Les quatre amis passaient le plus clair de leurs temps ensemble. Mais le temps est tel qu’on ne peut l’arrêter. Chaque jour les éloignait un peu plus de leur passé et de leur insouciance. Chaque jour les rapprochait un peu des responsabilités et de leur vie d’adulte. Chaque jour renforçait leur rêve, chaque jour les en éloignait d’autant. Chaque jour les rapprochait de leur séparation.
Berlin fut le premier à partir, il avait été repéré par un grand label de musique alors qu’il donnait un concert et était allé enregistrer un CD à Toulouse. Casablanca partit quelques semaines plus tard, il avait obtenu une place de machiniste dans un petit cinéma de Lyon. Paris devint vendeuse dans un magasin de vêtement à Marseille. Florian fut le seul à rester au village. Il avait repris la ferme de ses parents lorsque ceux-ci avait déménagé en ville. Il écrivait de longues lettres à ses amis dans lesquelles il leurs racontait ses journées et donnait des nouvelles d’un peu tout le village. Il apprit ainsi qu’aucun n’avait touché à ses économies ; que Casablanca vivait avec une fille qu’il avait rencontré alors qu’il passait pour la énième fois le film Casablanca dans son cinéma ; que Berlin enchainait concert sur concert, qu’il était devenu une star internationale et qu’il finirait bientôt sa tournée et que Paris travaillait dans une boutique de mode, toujours à Marseille, où elle avait rencontré Karl Lagerfeld. Florian parfois s’allongeait dans l’herbe, regardait les nuages, puis levant les bras, regardait sa main avec nostalgie et répétait tout bas : « On est uni comme les quatre doigts de ma main. On est uni comme les quatre doigts de ma main… »

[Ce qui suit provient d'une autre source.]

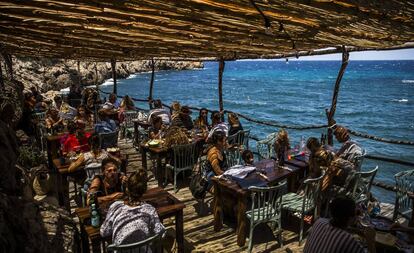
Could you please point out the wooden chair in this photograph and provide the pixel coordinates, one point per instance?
(265, 146)
(127, 127)
(233, 157)
(183, 159)
(363, 183)
(151, 244)
(108, 140)
(404, 182)
(266, 207)
(241, 138)
(306, 203)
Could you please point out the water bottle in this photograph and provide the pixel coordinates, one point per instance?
(95, 218)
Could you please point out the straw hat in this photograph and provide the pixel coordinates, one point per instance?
(42, 186)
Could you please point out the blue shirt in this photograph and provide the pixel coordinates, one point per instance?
(105, 126)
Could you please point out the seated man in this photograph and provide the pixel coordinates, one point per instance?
(105, 125)
(132, 220)
(184, 119)
(248, 157)
(331, 235)
(350, 150)
(92, 158)
(161, 112)
(108, 186)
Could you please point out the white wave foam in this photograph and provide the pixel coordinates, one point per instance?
(402, 100)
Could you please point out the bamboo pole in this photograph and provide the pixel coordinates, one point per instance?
(220, 86)
(96, 79)
(79, 75)
(113, 65)
(151, 82)
(1, 78)
(330, 114)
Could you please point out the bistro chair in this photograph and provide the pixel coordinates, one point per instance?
(265, 146)
(241, 138)
(151, 244)
(266, 207)
(184, 158)
(404, 182)
(362, 187)
(233, 157)
(306, 203)
(91, 172)
(75, 103)
(108, 140)
(127, 127)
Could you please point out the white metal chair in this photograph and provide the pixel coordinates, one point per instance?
(266, 207)
(404, 182)
(265, 146)
(108, 140)
(183, 159)
(306, 203)
(151, 244)
(363, 183)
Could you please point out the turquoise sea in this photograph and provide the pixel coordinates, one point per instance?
(376, 97)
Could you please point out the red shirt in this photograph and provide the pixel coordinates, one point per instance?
(72, 143)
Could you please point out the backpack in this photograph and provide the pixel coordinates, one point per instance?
(198, 185)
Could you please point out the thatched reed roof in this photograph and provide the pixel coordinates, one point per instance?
(232, 29)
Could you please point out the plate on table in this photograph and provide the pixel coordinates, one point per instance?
(154, 143)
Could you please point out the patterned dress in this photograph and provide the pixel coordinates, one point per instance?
(127, 224)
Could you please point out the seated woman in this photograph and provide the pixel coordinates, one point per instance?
(105, 125)
(217, 125)
(132, 220)
(281, 144)
(248, 157)
(184, 119)
(235, 125)
(215, 156)
(201, 121)
(175, 136)
(54, 122)
(157, 128)
(83, 117)
(75, 140)
(108, 186)
(126, 105)
(92, 158)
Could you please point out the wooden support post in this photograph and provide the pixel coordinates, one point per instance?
(113, 65)
(151, 83)
(8, 62)
(221, 69)
(1, 78)
(79, 76)
(330, 114)
(96, 79)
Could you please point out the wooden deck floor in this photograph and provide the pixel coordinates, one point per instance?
(199, 235)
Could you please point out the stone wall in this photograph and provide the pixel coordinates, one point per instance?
(53, 74)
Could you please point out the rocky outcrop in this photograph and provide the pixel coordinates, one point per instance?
(52, 74)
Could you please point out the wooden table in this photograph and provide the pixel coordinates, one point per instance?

Un jour de grande nostalgie, il apprit que Paris par trop d’ambition avait été mise à pieds, que le petit cinéma de Casablanca avait fait faillite et que Berlin se trouvait à Paris où il avait finit sa tournée. Il récupéra sa vielle voiture, confia ses animaux et sa ferme aux gens du village et partit. Il récupéra Paris à Marseille, Casablanca à Lyon et retrouva Berlin à Paris. Les garçons en profitèrent pour emmener Paris à un défilé de Mode. Ils partirent ensuite en direction de l’Allemagne.

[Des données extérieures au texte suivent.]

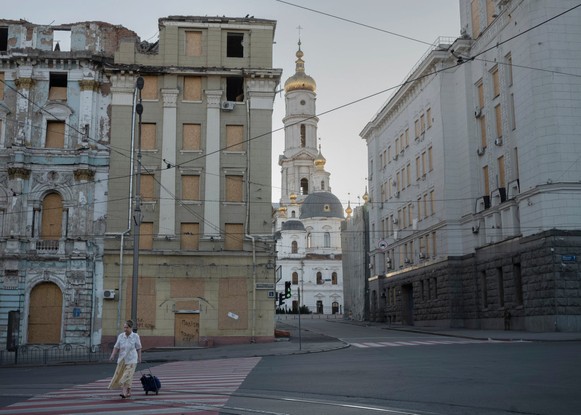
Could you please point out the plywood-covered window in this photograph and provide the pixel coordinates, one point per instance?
(234, 138)
(234, 236)
(191, 137)
(498, 115)
(192, 88)
(193, 43)
(148, 136)
(52, 217)
(190, 187)
(150, 91)
(234, 188)
(485, 180)
(55, 134)
(146, 236)
(495, 81)
(475, 13)
(490, 11)
(57, 86)
(147, 187)
(190, 236)
(501, 172)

Berlin joua pendant deux jours sous la pluie devant le mur. Ils retournèrent ensuite à Lyon où ils embarquèrent la cinéphile copine de Casablanca, Solange. Elle s’entassa donc dans la vielle voiture de Florian avec tout le monde. Ils allèrent à Casablanca où ils purent rejouer une bonne vingtaine de fois la scène du baiser de Casablanca. Solange rentra seule à Lyon. Les quatre amis se retrouvèrent à la ferme de Florian. Comme avant. Florian était aux anges. Lors d’une de leurs nombreuses discussions nostalgiques, Paris demanda à Florian de leur dévoiler enfin son rêve. Après tout, ils étaient unis comme les quatre doigts de sa main. Il le leur dit : « Moi, je rêvais d’aller à Honolulu… C’est nul comme surnom Honolulu pour un garçon ».
Ils étaient quatre. Il y avait Delphine, Romain, Victor et Honolulu. Ils étaient unis comme les quatre doigts de sa main.